And I'll also accept that in some (possibly many) situations there may
be no 'soft' solution...if you'll also accept that in some (possibly
many) situations that there really might.

Now, you've got "N" boards in the field. What is the 'best' solution,
not only from the perspective of your company (presumably the 'soft'
update is easier to distribute) but from your customers as well (who
would have down time to swap out the PCBA....oops, that board is in a
deep sea sensor? On the way to Mars? Inside average Joe user's PC?)

KJ
 
M

Mike Treseler

Eli said:
I also try to avoid variables for another reason (in addition to the
ones you stated). Somehow, when variables are used I can't be 100% sure
if the resulting code is synthesizable, because it can turn out not to
be.

If you mean that a variable does not always infer a register I agree.
If you mean that synthesis does not always produce a netlist that
simulates the same as the code, I disagree.
Additionally, since I do use signals, variables create the mixup of
"update now" and "update later" statements which make the process more
difficult to understand. With signals only it's all "update later".

I agree, and this is exactly why
I do not declare any signals for synthesis.

-- Mike Treseler
 
D

Duane Clark

KJ said:
...
The drawback of signals is that take longer simulation time...wasted
time too. I'm trying to resurrect the test code that I had comparing
use of variables versus signals but I seem to remember about a 10% hit
for signals...

I would be interested in whether anyone has theories on why variables
would simulate faster than signals. And whether this behavior has been
seen on different simulators, or only Modelsim.
 
A

Andy

KJ said:
5. There was also a post either here or in comp.lang.vhdl in the past couple
months that talked about how using the generally listed template can result
in gated clocks getting synthesized when you have some signals that you want
reset, and other signals that you don't. Being in the same process and all,
the original poster found that gated clocks were being synthesized in order
to implement this logic. The correct form of the template (that rarely gets
used by anyone posting to either this group or the vhdl group) is of the
form
process(clk, reset)
begin
if rising_edge(clk) then
s1 <= Something;
s2 <= Something else;
end if;
if (reset = '1') then
s1 <= '0';
-- s2 does not need to be reset,
end if;
end process;

Again, the scenario here is that you have
- More than one signal being assigned in this process
- At least one of those signals is not supposed to change as a result of
reset (either this is by intent, or by unintentionally forgetting to put the
reset equation)

Depending on the synthesis tool, this could result in a gated clock getting
generated as the clock to signal 's2' in the above example.

KJ

KJ,

I may be the previous poster you are speaking of...
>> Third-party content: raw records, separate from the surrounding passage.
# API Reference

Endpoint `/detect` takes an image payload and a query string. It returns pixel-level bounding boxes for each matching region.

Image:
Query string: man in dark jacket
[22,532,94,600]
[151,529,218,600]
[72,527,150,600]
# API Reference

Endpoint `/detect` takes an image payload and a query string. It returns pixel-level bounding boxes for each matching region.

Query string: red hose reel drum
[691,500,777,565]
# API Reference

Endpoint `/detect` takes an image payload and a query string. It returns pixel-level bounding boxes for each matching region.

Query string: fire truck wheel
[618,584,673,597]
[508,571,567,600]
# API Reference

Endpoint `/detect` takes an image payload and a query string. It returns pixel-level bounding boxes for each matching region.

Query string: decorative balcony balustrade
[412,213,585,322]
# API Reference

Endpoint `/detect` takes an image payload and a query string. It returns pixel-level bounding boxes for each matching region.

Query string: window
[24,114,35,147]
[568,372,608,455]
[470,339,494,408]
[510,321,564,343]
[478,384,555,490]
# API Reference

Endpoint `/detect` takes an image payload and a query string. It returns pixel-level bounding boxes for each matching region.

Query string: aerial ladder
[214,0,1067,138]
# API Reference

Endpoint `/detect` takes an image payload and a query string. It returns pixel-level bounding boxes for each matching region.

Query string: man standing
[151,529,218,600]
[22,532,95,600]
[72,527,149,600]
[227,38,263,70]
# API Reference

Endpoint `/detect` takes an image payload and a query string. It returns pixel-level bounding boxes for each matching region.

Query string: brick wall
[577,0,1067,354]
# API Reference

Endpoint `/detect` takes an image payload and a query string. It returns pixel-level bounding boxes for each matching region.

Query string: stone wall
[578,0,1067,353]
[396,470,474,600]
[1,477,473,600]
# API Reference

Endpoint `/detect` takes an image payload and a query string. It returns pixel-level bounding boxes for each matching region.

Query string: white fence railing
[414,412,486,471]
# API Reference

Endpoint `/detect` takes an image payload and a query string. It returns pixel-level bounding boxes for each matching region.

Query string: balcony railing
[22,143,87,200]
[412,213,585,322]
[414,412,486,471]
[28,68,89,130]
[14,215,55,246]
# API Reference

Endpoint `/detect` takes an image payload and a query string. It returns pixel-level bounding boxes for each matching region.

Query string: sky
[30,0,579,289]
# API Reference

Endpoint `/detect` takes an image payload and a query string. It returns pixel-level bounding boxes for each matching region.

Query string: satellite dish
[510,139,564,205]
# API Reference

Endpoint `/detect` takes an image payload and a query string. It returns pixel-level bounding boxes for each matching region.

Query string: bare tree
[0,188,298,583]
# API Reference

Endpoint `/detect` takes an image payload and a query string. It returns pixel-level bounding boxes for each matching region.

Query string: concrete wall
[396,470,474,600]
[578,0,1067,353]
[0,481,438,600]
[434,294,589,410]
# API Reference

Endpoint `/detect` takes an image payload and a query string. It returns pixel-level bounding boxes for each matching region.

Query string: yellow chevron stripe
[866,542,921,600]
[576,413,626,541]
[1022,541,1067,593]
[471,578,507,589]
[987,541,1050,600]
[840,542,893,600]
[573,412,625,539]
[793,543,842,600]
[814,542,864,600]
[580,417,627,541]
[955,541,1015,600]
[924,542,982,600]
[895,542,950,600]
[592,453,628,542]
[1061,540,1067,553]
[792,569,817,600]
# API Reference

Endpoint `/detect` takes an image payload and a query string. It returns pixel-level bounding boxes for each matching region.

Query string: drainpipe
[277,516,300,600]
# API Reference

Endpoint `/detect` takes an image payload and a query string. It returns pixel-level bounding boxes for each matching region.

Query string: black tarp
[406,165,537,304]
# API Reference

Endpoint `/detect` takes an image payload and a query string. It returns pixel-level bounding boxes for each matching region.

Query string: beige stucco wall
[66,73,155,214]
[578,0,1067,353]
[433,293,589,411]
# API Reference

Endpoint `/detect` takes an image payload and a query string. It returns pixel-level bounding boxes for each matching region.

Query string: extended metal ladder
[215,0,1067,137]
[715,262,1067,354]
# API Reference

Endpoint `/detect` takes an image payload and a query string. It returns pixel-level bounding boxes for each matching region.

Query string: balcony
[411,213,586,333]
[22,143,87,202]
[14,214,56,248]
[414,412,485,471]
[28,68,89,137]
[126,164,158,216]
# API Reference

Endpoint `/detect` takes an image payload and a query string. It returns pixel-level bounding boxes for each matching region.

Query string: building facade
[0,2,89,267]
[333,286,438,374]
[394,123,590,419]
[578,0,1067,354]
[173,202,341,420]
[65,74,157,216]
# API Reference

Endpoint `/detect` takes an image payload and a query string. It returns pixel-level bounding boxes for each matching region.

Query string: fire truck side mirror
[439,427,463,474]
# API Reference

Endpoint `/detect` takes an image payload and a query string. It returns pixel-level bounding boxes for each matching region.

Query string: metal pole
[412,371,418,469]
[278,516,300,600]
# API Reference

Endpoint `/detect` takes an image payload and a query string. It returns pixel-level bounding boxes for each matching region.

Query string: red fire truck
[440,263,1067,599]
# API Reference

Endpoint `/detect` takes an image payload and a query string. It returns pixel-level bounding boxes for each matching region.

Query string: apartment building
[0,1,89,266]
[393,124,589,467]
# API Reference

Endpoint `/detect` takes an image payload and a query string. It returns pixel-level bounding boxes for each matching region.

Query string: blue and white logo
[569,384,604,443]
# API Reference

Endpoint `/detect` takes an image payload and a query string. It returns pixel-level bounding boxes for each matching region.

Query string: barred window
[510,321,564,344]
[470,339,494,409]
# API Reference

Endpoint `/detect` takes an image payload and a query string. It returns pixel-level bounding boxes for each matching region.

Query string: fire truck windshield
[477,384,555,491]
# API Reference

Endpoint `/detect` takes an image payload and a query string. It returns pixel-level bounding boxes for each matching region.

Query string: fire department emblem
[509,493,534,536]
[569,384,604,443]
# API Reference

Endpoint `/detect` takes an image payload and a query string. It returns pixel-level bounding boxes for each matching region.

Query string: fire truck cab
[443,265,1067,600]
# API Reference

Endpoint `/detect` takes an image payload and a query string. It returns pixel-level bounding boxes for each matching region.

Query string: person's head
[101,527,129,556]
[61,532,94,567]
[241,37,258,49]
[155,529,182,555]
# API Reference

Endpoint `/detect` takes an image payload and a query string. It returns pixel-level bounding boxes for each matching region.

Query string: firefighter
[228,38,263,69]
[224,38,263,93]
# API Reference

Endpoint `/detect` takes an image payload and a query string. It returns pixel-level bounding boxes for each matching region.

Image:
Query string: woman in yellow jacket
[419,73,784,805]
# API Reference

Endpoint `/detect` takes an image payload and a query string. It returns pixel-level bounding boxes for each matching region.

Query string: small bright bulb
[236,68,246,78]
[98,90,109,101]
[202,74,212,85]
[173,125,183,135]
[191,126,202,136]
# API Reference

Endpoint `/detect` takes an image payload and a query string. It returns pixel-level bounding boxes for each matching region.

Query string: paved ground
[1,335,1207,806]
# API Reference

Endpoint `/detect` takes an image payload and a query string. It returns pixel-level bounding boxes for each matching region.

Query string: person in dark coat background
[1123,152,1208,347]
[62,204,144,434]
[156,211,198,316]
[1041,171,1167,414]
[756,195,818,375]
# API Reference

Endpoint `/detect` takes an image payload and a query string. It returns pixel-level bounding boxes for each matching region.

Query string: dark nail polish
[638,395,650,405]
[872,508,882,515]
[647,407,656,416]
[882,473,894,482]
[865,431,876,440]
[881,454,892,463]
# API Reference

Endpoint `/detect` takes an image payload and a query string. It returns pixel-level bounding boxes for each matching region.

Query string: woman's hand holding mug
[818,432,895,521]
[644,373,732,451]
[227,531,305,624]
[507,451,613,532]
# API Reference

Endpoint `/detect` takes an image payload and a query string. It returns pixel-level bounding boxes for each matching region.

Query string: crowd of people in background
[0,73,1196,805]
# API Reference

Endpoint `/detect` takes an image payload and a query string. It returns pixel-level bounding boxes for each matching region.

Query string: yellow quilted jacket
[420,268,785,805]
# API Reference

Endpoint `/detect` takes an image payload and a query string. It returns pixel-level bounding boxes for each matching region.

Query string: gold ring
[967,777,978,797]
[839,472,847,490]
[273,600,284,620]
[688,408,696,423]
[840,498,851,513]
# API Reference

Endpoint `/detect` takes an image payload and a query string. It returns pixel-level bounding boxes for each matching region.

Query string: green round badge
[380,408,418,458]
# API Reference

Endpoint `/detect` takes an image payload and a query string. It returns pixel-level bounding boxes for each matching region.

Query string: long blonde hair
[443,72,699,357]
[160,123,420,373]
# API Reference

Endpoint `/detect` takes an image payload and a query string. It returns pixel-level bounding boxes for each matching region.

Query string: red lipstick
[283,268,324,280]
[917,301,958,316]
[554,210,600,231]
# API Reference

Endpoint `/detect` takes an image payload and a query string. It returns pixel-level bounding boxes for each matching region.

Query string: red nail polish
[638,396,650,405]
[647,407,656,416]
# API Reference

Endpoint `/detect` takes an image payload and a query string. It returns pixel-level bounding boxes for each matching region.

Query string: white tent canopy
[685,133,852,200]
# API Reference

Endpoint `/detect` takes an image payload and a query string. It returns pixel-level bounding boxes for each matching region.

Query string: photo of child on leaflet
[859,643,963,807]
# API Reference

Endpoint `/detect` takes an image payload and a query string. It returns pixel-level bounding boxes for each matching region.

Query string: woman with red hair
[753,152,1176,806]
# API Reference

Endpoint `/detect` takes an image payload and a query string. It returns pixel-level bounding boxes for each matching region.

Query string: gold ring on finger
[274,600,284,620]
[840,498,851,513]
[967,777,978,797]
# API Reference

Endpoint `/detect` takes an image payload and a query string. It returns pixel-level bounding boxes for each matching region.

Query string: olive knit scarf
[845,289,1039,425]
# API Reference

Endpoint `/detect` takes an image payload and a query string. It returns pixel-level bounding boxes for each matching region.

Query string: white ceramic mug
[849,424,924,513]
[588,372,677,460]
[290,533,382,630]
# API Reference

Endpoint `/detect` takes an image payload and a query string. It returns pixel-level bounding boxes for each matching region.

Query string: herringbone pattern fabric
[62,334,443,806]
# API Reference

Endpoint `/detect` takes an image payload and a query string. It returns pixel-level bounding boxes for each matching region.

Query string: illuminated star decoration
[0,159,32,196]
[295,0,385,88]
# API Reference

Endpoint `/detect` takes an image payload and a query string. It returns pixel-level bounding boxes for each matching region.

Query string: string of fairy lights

The standard template with "if reset then... elsif rising_edge(clk)
then ..." will not cause a gated clock, but rather a clock enabled
register, disabled during reset, for those signals not reset in the
reset clause. This is also independent of whether reset is coded as a
synchronous or an asynchronous input (because of the elsif). The
template you used above would allow the normal clocked statements to
execute, and then override those signals that are reset, leaving the
unreset ones to retain their normal clocked behavior, thus avoiding the
need to disable them during reset.

Other comments on this thread:

If one disables all retiming and other sequential optimizations, then
there is definite merit in a descriptive style that explicitly
describes combinatorial behavior separately from registered behavior
(i.e combinatorial processes or concurrent statements separate from
clocked processes). But once retiming, etc. are enabled, all bets are
off. In those cases, I believe one is better off focusing on the
behavioral (temporal and logical) description and getting it right, and
not paying so much attention to specific gates and registers which will
not exist in the final result anyway. Since I enable retiming by
default, I use single, clocked processes by default as well.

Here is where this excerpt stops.